Como estrategia de eficiencia de los talentos (ochenta y cuatro concretamente), se puede ser comprensible con el propósito de aventar los viejos mitos de la izquierda. Pero son tácticas apulgaradas si se intenta derivar a un capcioso maniqueísmo de ética frente a superstición. Además, la gran paradoja de esta embestida de levantisca laicidad es que se produce durante un Pontificado dispuesto a desprenderle a la bimilenaria institución de cierta atrofia en la liturgia que en los intereses locales puede conducir a la pacatería. Se ha hecho un uso parroquiano de la Mezquita, proclamando de manera imprudente desde los púlpitos su titularidad. Las cortinas de humo se tornan más eficaces cuando se hisopa el incienso, por lo que estas vindicaciones no pueden ser metonímica ni obcecarse en una miopía electoral.

La Iglesia ha tenido y tiene sus mártires; desamortizaciones como la de Mendizábal, pero también un enriquecimiento patrimonial amasado a mayor gloria de Dios. Posiblemente habrá que retomar el Concordato con la Santa Sede, casi tan antiguo como el Decreto regulador del derecho de huelga, sin expoliar el sentimiento religioso de buena parte de la ciudadanía.
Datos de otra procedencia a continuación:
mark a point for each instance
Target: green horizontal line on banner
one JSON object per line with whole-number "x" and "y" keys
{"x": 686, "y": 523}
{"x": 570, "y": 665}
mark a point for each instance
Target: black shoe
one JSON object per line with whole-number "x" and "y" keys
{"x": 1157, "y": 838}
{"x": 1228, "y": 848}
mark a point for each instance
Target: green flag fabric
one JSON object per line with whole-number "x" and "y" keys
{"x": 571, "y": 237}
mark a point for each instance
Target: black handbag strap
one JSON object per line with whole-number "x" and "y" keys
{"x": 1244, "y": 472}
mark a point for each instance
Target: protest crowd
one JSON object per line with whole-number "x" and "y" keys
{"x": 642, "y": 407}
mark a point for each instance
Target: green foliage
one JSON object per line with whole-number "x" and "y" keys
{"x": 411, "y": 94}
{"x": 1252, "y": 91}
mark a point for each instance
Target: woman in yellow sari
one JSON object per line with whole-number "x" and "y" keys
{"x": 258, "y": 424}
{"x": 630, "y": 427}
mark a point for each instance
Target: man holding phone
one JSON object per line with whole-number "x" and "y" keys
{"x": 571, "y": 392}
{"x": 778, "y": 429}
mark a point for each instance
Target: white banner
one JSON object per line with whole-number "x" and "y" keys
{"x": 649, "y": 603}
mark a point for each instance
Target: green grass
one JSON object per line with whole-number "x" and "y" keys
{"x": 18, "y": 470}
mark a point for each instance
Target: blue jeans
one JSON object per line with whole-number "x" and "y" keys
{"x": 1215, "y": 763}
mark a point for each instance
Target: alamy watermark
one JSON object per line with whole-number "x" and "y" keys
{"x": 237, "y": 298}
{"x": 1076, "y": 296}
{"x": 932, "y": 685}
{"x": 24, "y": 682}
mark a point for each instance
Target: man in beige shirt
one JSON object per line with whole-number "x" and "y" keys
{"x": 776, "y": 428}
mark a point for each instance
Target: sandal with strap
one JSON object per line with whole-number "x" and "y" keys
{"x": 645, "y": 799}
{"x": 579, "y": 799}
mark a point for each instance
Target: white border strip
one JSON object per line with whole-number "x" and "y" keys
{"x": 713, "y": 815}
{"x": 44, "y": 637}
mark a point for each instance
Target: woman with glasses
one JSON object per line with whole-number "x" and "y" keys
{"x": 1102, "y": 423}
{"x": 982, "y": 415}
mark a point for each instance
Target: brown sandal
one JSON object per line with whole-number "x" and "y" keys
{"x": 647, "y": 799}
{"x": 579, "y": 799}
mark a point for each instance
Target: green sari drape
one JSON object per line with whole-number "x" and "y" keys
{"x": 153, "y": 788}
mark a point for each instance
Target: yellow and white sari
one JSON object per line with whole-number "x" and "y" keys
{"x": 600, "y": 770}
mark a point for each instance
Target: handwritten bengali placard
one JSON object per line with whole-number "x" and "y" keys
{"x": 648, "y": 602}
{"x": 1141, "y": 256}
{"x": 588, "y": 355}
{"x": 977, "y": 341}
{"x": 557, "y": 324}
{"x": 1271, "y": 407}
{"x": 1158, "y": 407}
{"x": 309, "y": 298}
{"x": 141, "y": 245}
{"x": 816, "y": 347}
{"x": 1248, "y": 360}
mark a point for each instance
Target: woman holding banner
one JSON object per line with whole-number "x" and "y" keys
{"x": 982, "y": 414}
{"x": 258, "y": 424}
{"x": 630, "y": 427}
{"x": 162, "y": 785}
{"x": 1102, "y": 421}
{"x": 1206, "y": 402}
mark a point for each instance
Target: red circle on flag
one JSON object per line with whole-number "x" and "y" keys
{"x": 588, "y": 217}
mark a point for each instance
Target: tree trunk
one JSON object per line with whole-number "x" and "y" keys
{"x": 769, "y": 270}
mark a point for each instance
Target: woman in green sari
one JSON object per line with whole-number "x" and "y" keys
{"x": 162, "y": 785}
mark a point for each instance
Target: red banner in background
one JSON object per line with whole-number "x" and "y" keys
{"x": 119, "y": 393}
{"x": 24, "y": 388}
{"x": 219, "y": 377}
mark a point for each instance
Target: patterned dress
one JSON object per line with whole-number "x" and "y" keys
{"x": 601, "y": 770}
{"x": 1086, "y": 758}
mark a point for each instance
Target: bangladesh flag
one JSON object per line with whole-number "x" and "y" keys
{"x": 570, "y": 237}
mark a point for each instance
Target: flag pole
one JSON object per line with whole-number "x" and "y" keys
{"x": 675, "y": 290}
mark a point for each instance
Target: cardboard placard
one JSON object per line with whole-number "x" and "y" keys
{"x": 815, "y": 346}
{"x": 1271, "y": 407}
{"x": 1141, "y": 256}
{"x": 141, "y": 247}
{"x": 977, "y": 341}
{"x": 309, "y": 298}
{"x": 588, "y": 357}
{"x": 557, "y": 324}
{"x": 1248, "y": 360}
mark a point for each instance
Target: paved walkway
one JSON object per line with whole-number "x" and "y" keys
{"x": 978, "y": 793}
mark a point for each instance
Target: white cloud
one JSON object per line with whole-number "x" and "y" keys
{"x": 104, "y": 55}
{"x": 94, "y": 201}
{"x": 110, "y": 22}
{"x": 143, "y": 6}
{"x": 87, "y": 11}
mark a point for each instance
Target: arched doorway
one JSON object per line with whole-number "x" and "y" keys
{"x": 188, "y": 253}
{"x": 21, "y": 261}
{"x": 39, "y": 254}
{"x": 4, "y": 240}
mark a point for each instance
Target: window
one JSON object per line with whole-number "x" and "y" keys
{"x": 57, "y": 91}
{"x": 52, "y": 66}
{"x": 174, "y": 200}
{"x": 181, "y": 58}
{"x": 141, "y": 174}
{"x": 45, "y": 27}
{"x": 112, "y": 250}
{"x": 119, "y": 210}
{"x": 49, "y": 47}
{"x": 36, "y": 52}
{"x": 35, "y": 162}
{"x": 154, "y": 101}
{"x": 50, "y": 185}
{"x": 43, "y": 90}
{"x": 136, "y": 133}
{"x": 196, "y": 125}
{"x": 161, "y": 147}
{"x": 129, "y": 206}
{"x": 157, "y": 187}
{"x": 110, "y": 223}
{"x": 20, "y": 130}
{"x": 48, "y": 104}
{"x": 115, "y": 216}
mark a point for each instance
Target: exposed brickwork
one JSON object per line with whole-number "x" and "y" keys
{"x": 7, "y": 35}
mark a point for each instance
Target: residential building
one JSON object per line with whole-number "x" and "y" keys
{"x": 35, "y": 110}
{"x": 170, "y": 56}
Pronto se cumplirán 90 años del impensable Tratado de Letrán, el finiquito de los Papas guerreros que ayudó más si cabe a la universalidad de la Iglesia --la prueba, un Papa austral--. Harán falta pequeños Letranes encapsulados, que permitan armonizar las bizcochadas obispales con una participación más ecuménica de este Tesoro común.